Sayangnya mood Serin sudah anjlok. Terlebih, ini sudah rekaman yang ke sekian kalinya. Ditambah, sebelumnya ia sudah rekaman di dalam toilet. Iya, itu benar-benar terjadi. Sayangnya Serin tidak puas karena ada suara gemericik air yang mengalir.

Padahal, nanti jam 4 mereka ada kelas lagi dan sekarang Serin belum menyelesaikan ini? Ya Tuhan, ia benar-benar kehabisan akal sekarang.

Kosan milik Regi yang Serin kira akan jadi studio rekaman terbaik karena sepi malah sebaliknya. Ia lupa kalau sang pemilik kosan dan temannya yang satu lagi adalah setan utama yang menjadi pengacau segalanya.
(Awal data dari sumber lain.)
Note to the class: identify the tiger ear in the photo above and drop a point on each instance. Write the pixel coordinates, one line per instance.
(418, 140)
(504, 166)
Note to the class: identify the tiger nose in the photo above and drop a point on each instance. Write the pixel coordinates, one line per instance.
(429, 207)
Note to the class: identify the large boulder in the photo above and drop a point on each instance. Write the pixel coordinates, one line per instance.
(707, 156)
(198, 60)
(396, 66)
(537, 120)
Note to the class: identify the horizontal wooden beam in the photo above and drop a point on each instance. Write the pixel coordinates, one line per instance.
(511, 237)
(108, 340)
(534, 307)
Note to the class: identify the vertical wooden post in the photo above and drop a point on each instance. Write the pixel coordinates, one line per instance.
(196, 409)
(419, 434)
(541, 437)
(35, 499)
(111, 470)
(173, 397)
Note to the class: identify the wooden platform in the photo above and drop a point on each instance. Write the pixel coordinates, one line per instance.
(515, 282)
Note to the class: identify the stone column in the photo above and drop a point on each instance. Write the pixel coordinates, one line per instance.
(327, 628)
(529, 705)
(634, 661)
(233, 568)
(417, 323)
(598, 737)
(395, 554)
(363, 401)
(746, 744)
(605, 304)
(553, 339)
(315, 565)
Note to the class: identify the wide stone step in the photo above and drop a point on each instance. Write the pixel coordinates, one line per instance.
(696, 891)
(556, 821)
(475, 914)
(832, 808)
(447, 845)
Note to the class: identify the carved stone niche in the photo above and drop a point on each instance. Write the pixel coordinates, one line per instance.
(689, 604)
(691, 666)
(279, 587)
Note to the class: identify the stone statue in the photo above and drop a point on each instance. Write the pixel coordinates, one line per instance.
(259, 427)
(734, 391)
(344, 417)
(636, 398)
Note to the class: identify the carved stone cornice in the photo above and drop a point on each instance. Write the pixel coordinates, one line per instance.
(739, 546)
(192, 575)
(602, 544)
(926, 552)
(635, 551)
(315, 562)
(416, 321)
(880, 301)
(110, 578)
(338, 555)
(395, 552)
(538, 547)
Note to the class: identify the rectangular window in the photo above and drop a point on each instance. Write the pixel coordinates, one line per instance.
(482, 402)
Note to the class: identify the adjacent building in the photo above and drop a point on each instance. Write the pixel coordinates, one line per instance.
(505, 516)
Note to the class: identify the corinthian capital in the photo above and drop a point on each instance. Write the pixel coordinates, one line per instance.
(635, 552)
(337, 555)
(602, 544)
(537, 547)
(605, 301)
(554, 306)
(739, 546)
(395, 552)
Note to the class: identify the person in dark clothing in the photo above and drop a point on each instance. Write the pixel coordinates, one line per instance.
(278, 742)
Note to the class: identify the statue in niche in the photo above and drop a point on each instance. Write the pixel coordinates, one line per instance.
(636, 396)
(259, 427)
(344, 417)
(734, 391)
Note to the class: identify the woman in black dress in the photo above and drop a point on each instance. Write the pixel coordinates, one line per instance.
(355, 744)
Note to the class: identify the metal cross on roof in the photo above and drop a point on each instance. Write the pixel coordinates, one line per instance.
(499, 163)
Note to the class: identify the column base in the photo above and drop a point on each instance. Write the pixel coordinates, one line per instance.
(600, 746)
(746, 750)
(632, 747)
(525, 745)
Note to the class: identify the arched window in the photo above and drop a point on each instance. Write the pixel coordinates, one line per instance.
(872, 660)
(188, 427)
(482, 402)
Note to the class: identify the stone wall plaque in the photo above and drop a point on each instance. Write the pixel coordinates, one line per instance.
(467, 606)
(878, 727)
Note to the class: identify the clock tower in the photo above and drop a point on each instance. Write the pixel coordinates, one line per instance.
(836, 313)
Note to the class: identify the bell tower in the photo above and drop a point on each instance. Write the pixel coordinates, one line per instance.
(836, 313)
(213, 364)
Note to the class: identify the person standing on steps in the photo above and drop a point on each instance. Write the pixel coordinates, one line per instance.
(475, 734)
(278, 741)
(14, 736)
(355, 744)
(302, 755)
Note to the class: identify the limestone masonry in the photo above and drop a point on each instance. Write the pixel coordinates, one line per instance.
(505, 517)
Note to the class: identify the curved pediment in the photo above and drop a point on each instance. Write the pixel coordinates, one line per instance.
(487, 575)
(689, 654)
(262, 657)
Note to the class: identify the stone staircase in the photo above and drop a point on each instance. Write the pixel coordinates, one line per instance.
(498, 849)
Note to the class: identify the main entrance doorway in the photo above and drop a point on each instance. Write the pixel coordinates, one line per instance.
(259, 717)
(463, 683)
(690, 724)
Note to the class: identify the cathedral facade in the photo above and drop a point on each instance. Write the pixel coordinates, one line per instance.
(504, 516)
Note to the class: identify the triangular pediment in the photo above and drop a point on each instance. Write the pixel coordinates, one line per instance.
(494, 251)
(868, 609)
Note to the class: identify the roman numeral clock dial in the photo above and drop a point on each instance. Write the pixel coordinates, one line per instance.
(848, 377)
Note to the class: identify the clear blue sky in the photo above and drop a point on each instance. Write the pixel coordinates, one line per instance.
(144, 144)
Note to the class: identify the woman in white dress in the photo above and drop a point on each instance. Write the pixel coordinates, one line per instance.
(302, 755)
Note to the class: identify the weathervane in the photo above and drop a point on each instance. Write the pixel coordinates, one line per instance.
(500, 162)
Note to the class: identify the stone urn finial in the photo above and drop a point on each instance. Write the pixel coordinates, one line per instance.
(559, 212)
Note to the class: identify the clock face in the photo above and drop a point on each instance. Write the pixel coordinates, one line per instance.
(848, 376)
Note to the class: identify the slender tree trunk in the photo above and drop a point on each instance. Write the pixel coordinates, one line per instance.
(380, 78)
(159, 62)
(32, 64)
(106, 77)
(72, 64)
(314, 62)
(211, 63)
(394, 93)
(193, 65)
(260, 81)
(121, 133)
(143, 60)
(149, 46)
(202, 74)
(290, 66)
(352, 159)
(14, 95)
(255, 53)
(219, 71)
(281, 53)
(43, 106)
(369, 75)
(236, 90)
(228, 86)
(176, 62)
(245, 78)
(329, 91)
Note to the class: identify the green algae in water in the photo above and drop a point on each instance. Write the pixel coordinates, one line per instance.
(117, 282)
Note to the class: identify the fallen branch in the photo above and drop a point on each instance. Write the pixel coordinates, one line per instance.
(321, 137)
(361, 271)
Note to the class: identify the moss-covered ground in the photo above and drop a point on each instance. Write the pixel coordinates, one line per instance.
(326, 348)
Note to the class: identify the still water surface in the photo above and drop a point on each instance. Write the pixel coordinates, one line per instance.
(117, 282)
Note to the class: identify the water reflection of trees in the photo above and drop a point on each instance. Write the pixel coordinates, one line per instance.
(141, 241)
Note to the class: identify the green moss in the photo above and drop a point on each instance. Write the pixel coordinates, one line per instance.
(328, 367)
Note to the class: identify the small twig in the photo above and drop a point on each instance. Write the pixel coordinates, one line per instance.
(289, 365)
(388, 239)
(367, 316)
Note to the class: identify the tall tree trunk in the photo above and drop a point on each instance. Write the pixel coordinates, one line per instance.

Oke, Serin menyerah sekarang. Ia memilih untuk diam sejenak. Membiarkan tenggorokannya lebih segar dahulu dengan meminum air putih. Untungnya ia sudah makan, kalau tidak suaranya bisa lebih kacau dari saat ini.

"Lah, kok malah diem sih?" tanya Regi.

“Ngambek gue,” balas Serin.

Regi dan Laila refleks tertawa mendengar balasan dari Serin.

Di saat yang sama pula, Serin langsung mendelik, terlebih ke arah Laila. “Halah, lo juga diem-diem sama aja, Lay. Rese!”

Lagi, hanya tawa yang dapat terdengar oleh Serin. Ah, ia benar-benar menyerah sekarang. Buktinya ia sudah menyumbat telinganya pakai pelantang, mendengarkan petikan-petikan gitar yang sudah tak asing lagi di telinganya sejak semalam.

Baik, ia tidak benar-benar menyerah, yang didengarkannya adalah instrumen yang dikirimkan oleh Fian. Juga, membuka pesan milik Fian semalam.

Tanpa sadar, suara-suara dan pesan-pesan itu terpatri dalam pikirannya, dan membuat Serin teringat kejadian semalam. Iya, saat Fian tiba-tiba mengirimkan pesan padanya. Padahal itu sudah lewat tengah malam.

Kala itu Serin masih mengotak-atik isi ponselnya. Tiba-tiba, sebuah pesan dan file berupa audio masuk ke dalam ponselnya. Itu Fian.

Coba dicek

Refleks, Serin langsung membuka file yang telah Fian kirimkan. Dan begitu nada pertama masuk, nada kedua, dan seterusnya, rasanya tak bisa diungkapkan pakai kata-kata.

Jujur saja, hati Serin langsung terbang saking bahagianya—oke, itu memang berlebihan. Tapi rasanya demikian, ia bersumpah.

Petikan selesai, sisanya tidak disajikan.